8 junio 2015
Hace un calor insoportable y a Jorge le caen las gotas de sudor por la espalda, se le pegan a la camisa y le hacen pasar vergüenza. Sobre todo ante la chica que está a su izquierda, que parece tan aburrida y cansada como el resto. Fuma tranquilamente y juguetea distraída con el móvil, esperando a que salga ya de una vez, y Jorge se ha fijado en que va demasiado arreglada para un trabajo como este. Supone que es precisamente la larga espera en tacones y la ausencia de sombra lo que la hace dar saltitos de un pie al otro, como queriendo desentumecer los pies hinchados ya de tanto rato.

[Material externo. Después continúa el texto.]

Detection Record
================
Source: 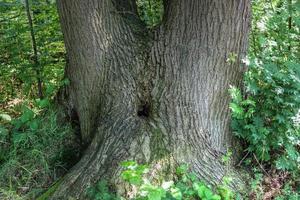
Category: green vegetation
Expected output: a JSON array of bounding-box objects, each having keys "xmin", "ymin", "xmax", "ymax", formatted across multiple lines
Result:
[
  {"xmin": 87, "ymin": 161, "xmax": 234, "ymax": 200},
  {"xmin": 0, "ymin": 0, "xmax": 300, "ymax": 200}
]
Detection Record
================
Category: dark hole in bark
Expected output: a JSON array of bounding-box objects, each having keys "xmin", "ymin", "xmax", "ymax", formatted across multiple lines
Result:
[{"xmin": 137, "ymin": 103, "xmax": 150, "ymax": 118}]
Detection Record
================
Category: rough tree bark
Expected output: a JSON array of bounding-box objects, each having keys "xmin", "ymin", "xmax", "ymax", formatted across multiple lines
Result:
[{"xmin": 52, "ymin": 0, "xmax": 250, "ymax": 199}]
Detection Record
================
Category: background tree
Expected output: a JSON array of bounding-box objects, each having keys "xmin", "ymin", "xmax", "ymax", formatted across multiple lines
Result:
[{"xmin": 53, "ymin": 0, "xmax": 250, "ymax": 199}]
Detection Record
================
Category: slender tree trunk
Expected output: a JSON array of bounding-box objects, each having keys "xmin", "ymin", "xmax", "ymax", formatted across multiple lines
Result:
[
  {"xmin": 25, "ymin": 0, "xmax": 43, "ymax": 98},
  {"xmin": 53, "ymin": 0, "xmax": 250, "ymax": 199}
]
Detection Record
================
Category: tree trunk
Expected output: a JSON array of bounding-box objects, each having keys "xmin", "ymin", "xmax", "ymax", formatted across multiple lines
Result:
[{"xmin": 53, "ymin": 0, "xmax": 250, "ymax": 199}]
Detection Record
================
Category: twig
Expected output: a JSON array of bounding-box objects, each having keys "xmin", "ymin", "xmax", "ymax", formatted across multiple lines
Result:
[{"xmin": 253, "ymin": 154, "xmax": 271, "ymax": 177}]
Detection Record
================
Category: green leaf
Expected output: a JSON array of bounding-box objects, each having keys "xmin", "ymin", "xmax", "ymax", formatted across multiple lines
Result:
[
  {"xmin": 0, "ymin": 113, "xmax": 11, "ymax": 122},
  {"xmin": 36, "ymin": 99, "xmax": 50, "ymax": 108},
  {"xmin": 20, "ymin": 107, "xmax": 34, "ymax": 123}
]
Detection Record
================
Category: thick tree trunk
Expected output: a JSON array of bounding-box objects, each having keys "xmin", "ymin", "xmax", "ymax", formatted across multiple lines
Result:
[{"xmin": 53, "ymin": 0, "xmax": 250, "ymax": 199}]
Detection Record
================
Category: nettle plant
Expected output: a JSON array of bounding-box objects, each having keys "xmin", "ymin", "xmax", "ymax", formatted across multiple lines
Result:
[
  {"xmin": 230, "ymin": 0, "xmax": 300, "ymax": 173},
  {"xmin": 87, "ymin": 161, "xmax": 239, "ymax": 200}
]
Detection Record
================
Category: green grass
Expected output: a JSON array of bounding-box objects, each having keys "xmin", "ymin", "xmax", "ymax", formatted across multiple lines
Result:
[{"xmin": 0, "ymin": 106, "xmax": 80, "ymax": 199}]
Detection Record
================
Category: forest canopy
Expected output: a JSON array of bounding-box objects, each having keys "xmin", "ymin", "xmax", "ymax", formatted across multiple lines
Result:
[{"xmin": 0, "ymin": 0, "xmax": 300, "ymax": 200}]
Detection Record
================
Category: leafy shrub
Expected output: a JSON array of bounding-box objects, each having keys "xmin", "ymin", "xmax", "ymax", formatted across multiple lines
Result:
[
  {"xmin": 0, "ymin": 104, "xmax": 79, "ymax": 199},
  {"xmin": 88, "ymin": 161, "xmax": 234, "ymax": 200},
  {"xmin": 230, "ymin": 0, "xmax": 300, "ymax": 178}
]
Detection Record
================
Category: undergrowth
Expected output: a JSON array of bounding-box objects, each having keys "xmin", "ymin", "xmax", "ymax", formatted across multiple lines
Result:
[{"xmin": 0, "ymin": 101, "xmax": 79, "ymax": 199}]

El sol inclemente de Sevilla se vuelve aún más cruel en estos meses y Jorge, que viene de Gijón, teme no poder soportarlo. Mira el reloj por decimonovena vez en ese minuto y saca un cigarro, con la esperanza de amenizar la espera, y le tiende uno a su compañero, que está tan aplatanado como él. Luego, con la excusa de hablar con la chica, finge no tener fuego y le pide a ella el mechero que le vio sacar hace tan solo un ratito.
Es más maja de lo que parecía y pronto se están riendo juntos. El silencio de la espera que momentos antes reinaba en las puertas de Alcalá de Guadaíra, en ese suceder de minutos en los que no sucede nada, se ha visto interrumpido por la conversación que acaban de iniciar. Él se fija en cómo sonríe ella, porque se le forman dos arrugas graciosas a ambos lados de la nariz. Ella nota cómo él no desvía su mirada hacia abajo ni un momento. Cuando está a punto de pedirle el móvil, Isabel Pantoja decide aparecer por fin y la avalancha de periodistas que se agolpaban a las puertas de la cárcel rompen la magia del momento y dispersa a la multitud, y entonces Jorge abandona de un porrazo la idea que empezaba a cocinar en su cabeza de que ser periodista del corazón, en el fondo, no está tan mal.